Esther Reimer echoes the concerns of Osler and Roussin, calling the high test positivity rate — which is a rolling average of the COVID-19 tests that come back positive — “unacceptable.”
“It makes it real and it helps us to understand that we need to follow the restrictions and to be aware of people who are more vulnerable,” she said.
“None of us are enjoying the restrictions. We all wish we could be with our family. But at this point, we have to think of the other people and do what’s best for everyone.”
Meanwhile, Steinbach resident Hendrick van der Breggen believes some people in the area had a false sense of security and let their guards down when it came to practising the essentials of physical distancing, wearing a face mask and keeping contacts outside of their households to a minimum.
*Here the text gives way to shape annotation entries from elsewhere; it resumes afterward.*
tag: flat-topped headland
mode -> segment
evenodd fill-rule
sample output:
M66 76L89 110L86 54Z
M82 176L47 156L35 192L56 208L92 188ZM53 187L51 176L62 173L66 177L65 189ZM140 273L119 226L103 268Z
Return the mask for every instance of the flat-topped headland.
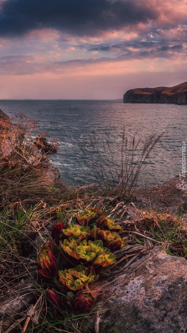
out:
M174 87L136 88L128 90L124 103L160 103L187 105L187 82Z

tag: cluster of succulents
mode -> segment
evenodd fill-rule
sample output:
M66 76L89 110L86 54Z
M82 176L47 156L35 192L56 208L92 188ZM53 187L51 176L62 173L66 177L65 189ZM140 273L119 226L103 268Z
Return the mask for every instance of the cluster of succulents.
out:
M117 233L122 231L120 226L98 208L74 216L73 221L54 224L49 241L41 245L37 263L40 276L51 288L46 293L51 306L82 313L96 302L89 286L110 274L116 262L112 251L126 242Z

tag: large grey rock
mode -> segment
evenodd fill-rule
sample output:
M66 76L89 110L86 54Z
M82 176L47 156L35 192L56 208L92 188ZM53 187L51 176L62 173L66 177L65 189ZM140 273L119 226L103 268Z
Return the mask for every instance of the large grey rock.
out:
M92 287L101 327L120 333L185 333L187 328L187 261L155 247L121 272ZM93 327L93 320L86 320ZM93 328L93 331L94 331Z

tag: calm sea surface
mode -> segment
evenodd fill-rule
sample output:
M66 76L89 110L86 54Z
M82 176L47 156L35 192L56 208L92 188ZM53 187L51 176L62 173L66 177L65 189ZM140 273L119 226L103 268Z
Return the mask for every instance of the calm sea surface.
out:
M124 104L121 100L1 100L0 108L11 117L22 113L37 121L40 129L59 143L57 153L51 156L53 165L68 184L83 185L96 181L89 163L99 167L98 153L93 147L92 132L106 172L120 166L123 129L128 142L134 134L145 141L153 134L162 136L147 159L138 185L160 184L181 171L182 141L187 141L187 106ZM140 153L141 147L137 151ZM87 157L80 148L83 148ZM96 151L97 150L96 149ZM115 178L115 173L113 178Z

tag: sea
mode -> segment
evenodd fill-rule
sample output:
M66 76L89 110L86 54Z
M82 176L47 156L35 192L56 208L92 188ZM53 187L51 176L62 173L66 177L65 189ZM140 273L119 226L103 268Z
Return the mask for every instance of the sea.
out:
M145 143L152 136L161 136L143 163L137 186L163 183L181 172L187 105L124 103L121 100L0 100L0 109L15 122L20 113L37 121L37 131L47 133L49 142L53 138L58 141L57 152L50 160L67 185L102 182L103 176L116 181L123 140L125 168L126 143L129 161L134 136L134 147L139 143L133 152L135 168Z

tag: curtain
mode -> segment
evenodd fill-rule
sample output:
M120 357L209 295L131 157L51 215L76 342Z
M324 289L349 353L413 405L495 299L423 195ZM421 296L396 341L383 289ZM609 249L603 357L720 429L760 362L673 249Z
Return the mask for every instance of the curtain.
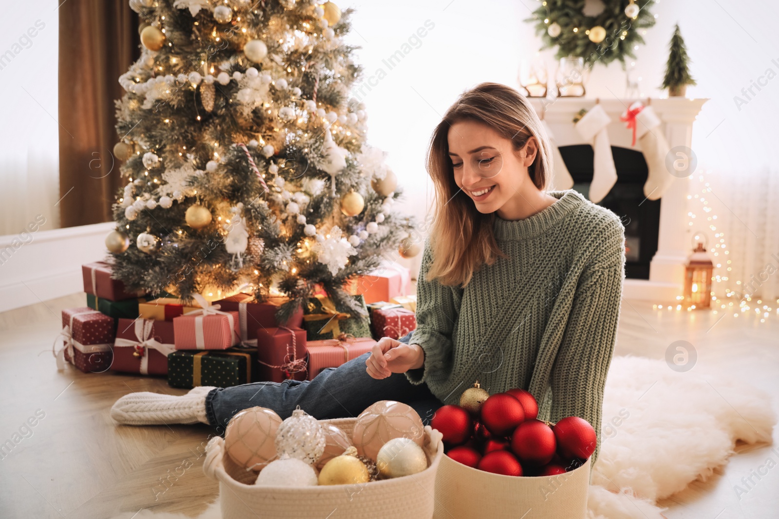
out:
M62 226L111 219L121 184L114 101L140 54L138 16L126 0L59 8L59 202Z

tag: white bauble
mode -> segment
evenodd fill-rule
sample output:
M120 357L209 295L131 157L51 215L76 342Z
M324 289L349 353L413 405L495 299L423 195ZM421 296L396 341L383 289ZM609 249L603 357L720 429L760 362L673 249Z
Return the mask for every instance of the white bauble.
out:
M136 208L132 207L132 205L130 205L128 208L125 208L125 218L126 218L129 220L134 220L136 218L138 218L138 212L136 210Z
M244 54L255 63L260 63L268 55L268 47L261 40L249 40L244 45Z
M142 161L143 163L143 167L147 170L150 170L153 167L157 167L157 165L160 163L160 157L151 152L146 152L143 154Z
M273 460L259 472L255 485L270 486L313 486L317 484L314 468L297 458Z

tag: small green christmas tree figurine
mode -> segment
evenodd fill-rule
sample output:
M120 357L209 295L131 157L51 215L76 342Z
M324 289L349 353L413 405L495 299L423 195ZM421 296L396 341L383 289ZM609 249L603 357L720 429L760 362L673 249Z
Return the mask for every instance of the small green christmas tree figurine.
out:
M671 96L682 96L685 94L687 85L696 83L689 75L689 68L687 66L689 64L689 58L687 56L687 48L685 47L684 40L682 39L679 24L676 24L668 47L670 49L668 61L665 65L665 79L663 79L661 88L668 89L668 95Z

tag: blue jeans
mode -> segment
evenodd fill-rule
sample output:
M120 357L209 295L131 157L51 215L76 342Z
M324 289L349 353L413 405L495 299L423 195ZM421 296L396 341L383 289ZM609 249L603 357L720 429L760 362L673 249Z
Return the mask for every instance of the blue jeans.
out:
M409 333L400 338L408 344ZM365 353L335 368L326 368L312 380L254 382L232 387L213 389L206 397L206 412L211 426L224 434L233 415L259 405L273 409L282 419L291 416L298 405L317 419L356 417L379 400L408 404L429 423L433 412L443 405L427 385L412 384L404 373L393 373L377 380L365 371Z

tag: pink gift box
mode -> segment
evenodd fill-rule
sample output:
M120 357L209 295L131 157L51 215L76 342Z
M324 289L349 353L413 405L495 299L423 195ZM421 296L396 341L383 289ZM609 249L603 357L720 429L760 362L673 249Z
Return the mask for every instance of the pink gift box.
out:
M200 308L173 318L176 349L227 349L238 343L238 312Z
M313 380L323 370L338 367L344 363L371 351L375 343L376 342L370 337L308 341L305 345L305 349L308 350L308 379Z
M352 280L350 290L353 295L362 294L365 303L389 301L397 296L411 293L411 274L408 268L397 263L386 265Z

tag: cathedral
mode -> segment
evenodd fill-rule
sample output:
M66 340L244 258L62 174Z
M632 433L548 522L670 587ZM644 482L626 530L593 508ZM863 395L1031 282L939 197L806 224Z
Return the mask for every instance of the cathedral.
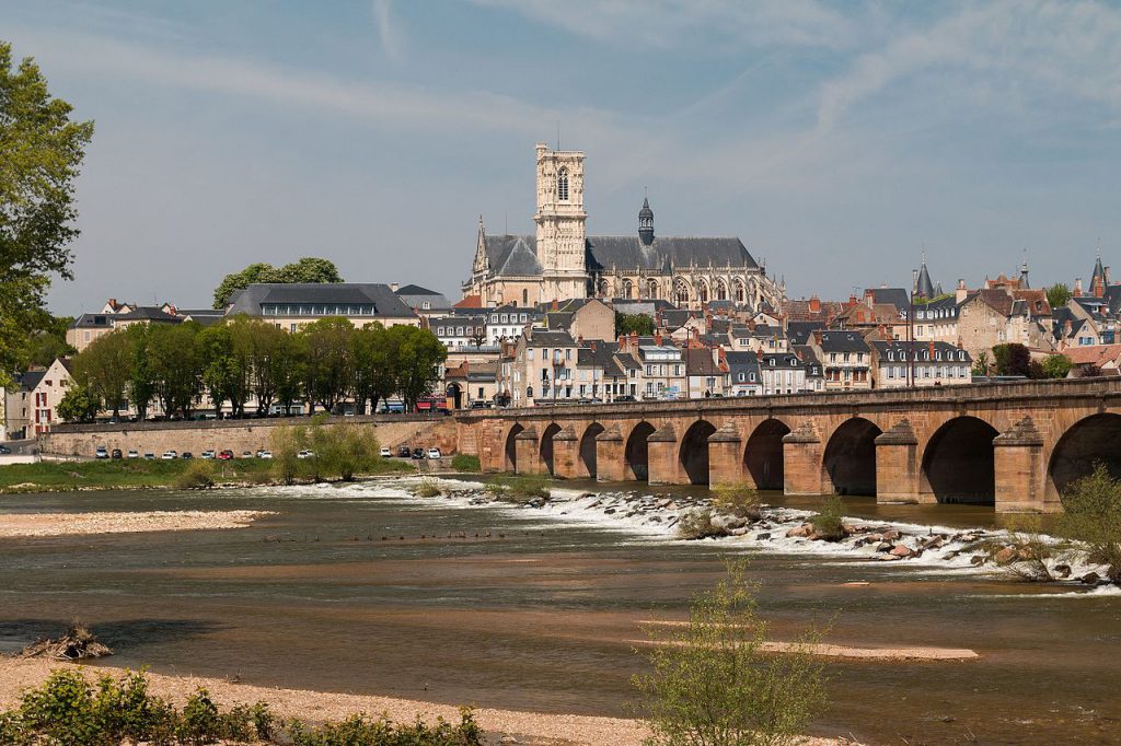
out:
M633 235L587 235L584 153L537 143L534 235L479 240L464 298L483 307L532 306L568 298L664 299L679 308L731 301L751 310L780 310L785 288L767 277L732 237L659 236L643 199Z

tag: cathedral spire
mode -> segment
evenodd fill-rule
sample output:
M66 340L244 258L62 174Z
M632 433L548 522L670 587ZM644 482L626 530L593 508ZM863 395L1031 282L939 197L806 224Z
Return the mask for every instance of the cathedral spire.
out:
M647 197L642 197L642 209L638 211L638 237L643 246L654 243L654 211Z

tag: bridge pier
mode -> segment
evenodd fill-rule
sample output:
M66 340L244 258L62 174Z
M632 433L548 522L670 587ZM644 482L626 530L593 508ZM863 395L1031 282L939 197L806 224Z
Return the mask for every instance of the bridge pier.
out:
M627 455L623 450L623 433L618 426L612 426L595 436L596 482L624 482L627 479Z
M646 439L648 482L650 484L689 484L678 458L678 440L674 426L664 425Z
M992 447L998 513L1062 510L1057 500L1047 500L1044 437L1030 416L993 438Z
M782 492L822 494L822 436L812 420L782 436Z
M541 463L541 451L538 442L536 428L526 428L513 436L513 448L517 455L515 473L545 474L547 472L545 465Z
M743 481L743 439L735 425L724 422L708 436L708 485Z
M929 503L919 489L918 438L907 418L876 438L876 502Z
M571 425L553 436L553 476L558 479L580 479L587 476L580 460L580 439Z

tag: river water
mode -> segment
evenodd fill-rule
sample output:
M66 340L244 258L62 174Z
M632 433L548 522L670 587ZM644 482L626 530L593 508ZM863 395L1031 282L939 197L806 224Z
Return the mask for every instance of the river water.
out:
M962 567L682 542L575 511L410 497L395 484L2 497L4 511L276 515L240 530L0 541L0 651L77 617L115 650L117 665L630 716L640 622L684 618L724 559L745 553L776 638L832 621L828 642L981 655L832 664L834 706L814 733L867 744L1121 743L1121 595ZM846 501L852 515L879 521L993 521L971 506Z

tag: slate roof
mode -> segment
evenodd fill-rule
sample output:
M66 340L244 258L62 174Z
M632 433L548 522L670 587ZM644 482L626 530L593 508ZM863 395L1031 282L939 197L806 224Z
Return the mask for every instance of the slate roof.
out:
M536 235L488 235L485 248L492 274L532 277L541 273ZM655 236L650 245L643 244L637 234L587 236L584 251L589 271L612 267L664 271L670 264L687 267L692 263L759 267L734 236Z
M258 282L230 300L231 315L260 316L265 304L348 304L372 305L374 317L415 316L388 285L380 282Z

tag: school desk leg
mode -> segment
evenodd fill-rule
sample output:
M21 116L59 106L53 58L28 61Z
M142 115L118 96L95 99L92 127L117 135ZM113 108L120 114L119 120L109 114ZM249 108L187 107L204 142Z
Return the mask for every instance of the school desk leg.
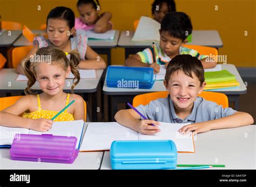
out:
M227 95L228 102L234 104L233 109L238 110L239 107L239 95ZM231 106L230 106L231 107Z

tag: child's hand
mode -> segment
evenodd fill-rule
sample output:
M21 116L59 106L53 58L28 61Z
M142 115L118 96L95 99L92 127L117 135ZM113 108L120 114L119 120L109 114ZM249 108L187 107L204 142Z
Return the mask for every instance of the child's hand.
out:
M158 74L160 71L160 66L157 62L153 62L150 66L150 68L154 69L154 73Z
M152 124L155 126L151 125ZM159 122L154 120L138 120L136 125L136 130L142 134L153 134L160 132L160 129L157 127L159 125Z
M209 124L205 122L201 122L185 125L178 131L178 132L181 134L188 134L190 132L192 132L192 134L194 135L197 133L206 132L209 131L211 131Z
M45 132L51 128L53 123L51 120L48 119L32 119L29 128L36 131Z

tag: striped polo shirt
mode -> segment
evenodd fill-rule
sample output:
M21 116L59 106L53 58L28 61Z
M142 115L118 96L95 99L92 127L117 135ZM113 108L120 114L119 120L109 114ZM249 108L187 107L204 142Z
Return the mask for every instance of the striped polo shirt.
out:
M169 62L171 59L164 53L158 44L155 44L154 51L156 56L158 59L159 64L164 64ZM148 47L142 52L137 53L140 57L142 62L147 63L152 63L154 61L154 51L153 46ZM185 47L180 46L179 48L179 54L190 54L191 56L197 57L199 60L203 59L208 57L207 55L200 55L197 51L190 49Z

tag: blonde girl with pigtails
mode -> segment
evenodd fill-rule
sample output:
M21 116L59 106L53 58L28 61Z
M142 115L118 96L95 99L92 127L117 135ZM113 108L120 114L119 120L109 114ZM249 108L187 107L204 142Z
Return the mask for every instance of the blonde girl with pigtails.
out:
M75 103L54 121L84 120L83 99L73 94L80 80L78 69L80 57L77 51L64 53L57 47L49 46L38 49L35 55L23 64L29 80L25 89L26 96L0 112L0 125L46 132L51 128L51 119L72 100ZM65 78L71 73L75 76L71 94L63 91ZM42 91L40 94L31 88L36 81Z

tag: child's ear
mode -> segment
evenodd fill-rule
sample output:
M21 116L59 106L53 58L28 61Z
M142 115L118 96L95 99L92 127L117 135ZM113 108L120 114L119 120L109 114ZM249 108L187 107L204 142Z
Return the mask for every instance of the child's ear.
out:
M75 31L76 31L76 29L75 28L75 27L72 27L71 29L70 30L70 35L73 35Z
M199 90L198 90L198 94L201 94L206 85L206 83L205 82L204 82L199 88Z
M70 73L71 71L71 68L70 67L70 66L69 66L66 71L66 78L68 78L69 77L69 74Z

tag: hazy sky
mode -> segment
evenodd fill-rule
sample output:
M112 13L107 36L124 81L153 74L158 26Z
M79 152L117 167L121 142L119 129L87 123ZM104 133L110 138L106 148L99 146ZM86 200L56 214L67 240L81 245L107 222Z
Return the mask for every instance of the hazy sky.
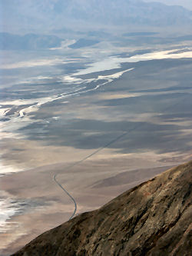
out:
M192 0L144 0L144 2L159 2L167 5L182 5L192 10Z

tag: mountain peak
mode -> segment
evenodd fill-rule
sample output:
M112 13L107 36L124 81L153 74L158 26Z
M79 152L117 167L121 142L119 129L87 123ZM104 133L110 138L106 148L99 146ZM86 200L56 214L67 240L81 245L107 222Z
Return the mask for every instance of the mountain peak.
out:
M192 161L48 231L22 255L189 255Z

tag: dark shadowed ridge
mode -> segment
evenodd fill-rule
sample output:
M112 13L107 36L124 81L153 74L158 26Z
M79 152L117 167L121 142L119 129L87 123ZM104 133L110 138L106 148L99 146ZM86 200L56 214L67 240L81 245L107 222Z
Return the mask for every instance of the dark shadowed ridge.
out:
M15 256L190 255L192 161L40 235Z

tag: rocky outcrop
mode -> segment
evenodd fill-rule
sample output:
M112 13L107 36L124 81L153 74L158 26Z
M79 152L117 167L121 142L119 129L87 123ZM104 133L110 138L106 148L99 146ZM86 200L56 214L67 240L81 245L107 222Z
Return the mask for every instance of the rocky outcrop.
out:
M190 255L192 161L40 235L15 256Z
Now people in the area are facing those consequences, and it’s worrisome, he says.
“I have some underlying health conditions,” he said. “I had some mini-strokes a few years ago and some heart issues. So it is a concern, it really is.”
Steinbach Mayor Earl Funk says he’s hopeful community members will do the right thing.
“It’s disheartening. [The test positivity rate] is very high and we have a lot of work ahead of us, but I do believe we can bring it down,” he said.
A week earlier, more than 100 people — some of which came from out of town — gathered in Steinbach to protest public health restrictions. Some were verbally abusive to provincial officers who handed out fines, leading Premier Brian Pallister, Roussin and many others to publicly condemn the protesters’ actions.
Funk says the actions of the protesters is not an accurate representation of the citizens of his city.
“Driving down Main Street hurling insults, that’s not the Steinbach I know,” he said. “The heart of Steinbach is generous, it’s giving and it’s caring.”
The mayor believes the bulk of people in the city are abiding by public health rules.
“Every time I see someone, they’ve got a mask on, they’re doing what they need to do,” he said.
There’s no word from public health officials on whether more testing sites are coming to Steinbach, but Funk says he’d welcome them.
Regardless, Osler says the fundamentals still apply.
“We shouldn’t be waiting to know what the actual positive rate is. Now is the time to start isolating at home, only going out for essential trips and if you have to go out, wear a mask.”